If your CPU has the "oomph" for it, that is.  Deep drills are still much easier to deal with, overall.
Thanks, belgord!

cpoug

I find that with the world mechanic the deep drill isn't very useful. I just use drop pods to send miners and supplies to distant tiles and mine the minerals there. The resources used on all the pods + fuel + establishing an outpost are easily made back with how much fresh resources can be mined, especially if you're putting some of it aside into making legendary items. Once you've sufficiently depleted an outpost, just deconstruct everything, send it back, and repeat.

This could probably be alleviated if drop pods were made a little more risky. A small chance to break before it reaches its destination, or being shot down over enemy territory or whatever would make leapfrogging across the map much less of a superior strategy to using deep drills.

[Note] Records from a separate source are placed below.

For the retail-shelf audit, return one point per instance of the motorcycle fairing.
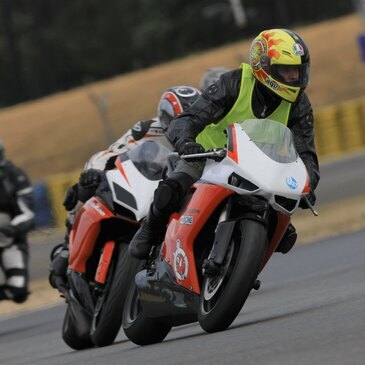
(162, 297)
(178, 247)
(85, 232)
(130, 188)
(281, 227)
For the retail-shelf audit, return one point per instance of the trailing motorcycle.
(223, 235)
(100, 269)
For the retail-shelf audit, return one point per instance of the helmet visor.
(291, 75)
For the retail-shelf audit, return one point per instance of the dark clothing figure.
(16, 220)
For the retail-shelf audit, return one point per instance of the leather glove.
(190, 148)
(90, 177)
(8, 230)
(312, 199)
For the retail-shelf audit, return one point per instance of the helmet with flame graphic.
(276, 51)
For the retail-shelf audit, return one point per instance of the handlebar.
(216, 154)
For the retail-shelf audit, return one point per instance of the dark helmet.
(276, 51)
(174, 101)
(211, 76)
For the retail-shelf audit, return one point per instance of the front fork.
(224, 231)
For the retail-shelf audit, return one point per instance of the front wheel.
(71, 335)
(107, 322)
(137, 326)
(223, 296)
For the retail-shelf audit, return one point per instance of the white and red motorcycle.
(100, 269)
(222, 237)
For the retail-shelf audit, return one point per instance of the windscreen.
(272, 138)
(150, 159)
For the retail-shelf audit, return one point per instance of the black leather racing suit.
(219, 99)
(16, 220)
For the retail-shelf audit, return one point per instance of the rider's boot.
(148, 234)
(288, 240)
(59, 263)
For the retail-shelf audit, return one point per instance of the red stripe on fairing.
(119, 165)
(233, 154)
(104, 262)
(306, 188)
(175, 102)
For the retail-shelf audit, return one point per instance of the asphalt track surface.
(309, 309)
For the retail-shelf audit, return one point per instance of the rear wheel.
(107, 319)
(71, 336)
(138, 328)
(223, 296)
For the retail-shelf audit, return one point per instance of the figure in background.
(16, 220)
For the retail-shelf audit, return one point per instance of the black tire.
(223, 296)
(138, 328)
(70, 335)
(106, 324)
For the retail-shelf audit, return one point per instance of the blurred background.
(75, 75)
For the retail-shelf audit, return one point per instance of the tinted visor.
(291, 75)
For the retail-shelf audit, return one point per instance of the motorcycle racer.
(172, 102)
(271, 86)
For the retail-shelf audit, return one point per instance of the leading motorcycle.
(222, 236)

It doesn't help that additional colonies seem to severely cut down to raid occurrences.


TheMeInTeam

#14
Deep drill is amazing, only real problem is tech cost of ground-penetrating scanner (enormous for tribe in particular).  You can get many thousands of steel or a ton of plasteel quickly and relatively safely.

Quote from: AngleWyrm on June 11, 2017, 08:42:02 PM
Quote from: Bozobub on June 11, 2017, 06:17:40 AM
I wouldn't find infinite resources much fun

What do you do when you run out of resources?

In a mature colony with strong enough economy you can generate enough wealth to call in 3x bulk goods traders whenever they're off cooldown, so your resource income floor in the late game is 3x bulk good trader + random orbital ships, plus a small amount from cargo drops.

Sea ice is the essence of such a scenario:



Even there, if you live long enough you can start up hydroponic cotton farming to craft/trade for resources (or farm drugs), or (amusingly) drain shallow water and grow trees to chop into wood sculptures.  The biome has no resources so the stone you're seeing is from trades, same with steel, wood, etc, and this biome gets too cold to call caravans in winter.  In nicer biomes you can call even more resources in constantly.